The alternate airport with scheduled commercial flights is Raja Bhoj Airport at Bhopal and Devi Ahilya Bai Holkar Airport at Indore in Madhya Pradesh. Kolana Airport is located near Jhalawar. It is used by chartered aircraft.

===Rail===
Jhalawar City railway station (JLWC) is the primary railway station connecting the city to the WCR network. The railway station is 2 km from Jhalawar. Currently, there are three trains to Kota on a daily basis with convenient timings. On Sunday, Wednesday and Thursday a train to Jaipur and Ganganagar also runs.

===Road ===
Jhalawar town lies on National Highway No. 52. Many government buses go through the district and outside. Private buses are also available for intrastate and interstate travel.

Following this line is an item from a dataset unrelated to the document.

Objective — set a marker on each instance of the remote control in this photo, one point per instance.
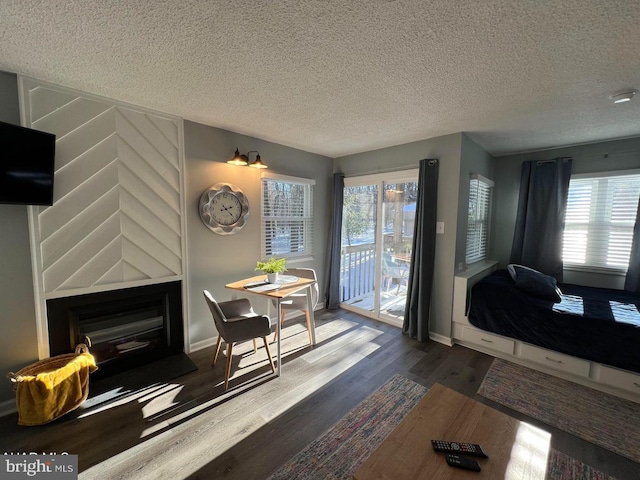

== Thermal power station ==
Kalisindh Thermal Power Station is 12 km from Jhalawar town. The power plant is operated by Rajasthan Rajya Vidyut Utpadan Nigam. Its chimney is 275 m high. The two cooling towers of the facility are 202 m, the tallest in the world. The EPC contractor for the project is BGR Energy Systems Ltd.

==Notable people==
- Om Puri
- Vasundhara Raje
- Mohan lal Sukhariya
- Dushyant Singh
- Annu Kapoor

== Culture and Festivals ==

Jhalawar is known for its vibrant Hadoti culture. The most prominent event is the Chandrabhaga Fair, held annually in the month of Kartik (October/November) on the banks of the Chandrabhaga River. Thousands of pilgrims take a holy dip in the river, and the fair is famous for its large-scale livestock trading, attracting traders from across Rajasthan and neighboring Madhya Pradesh.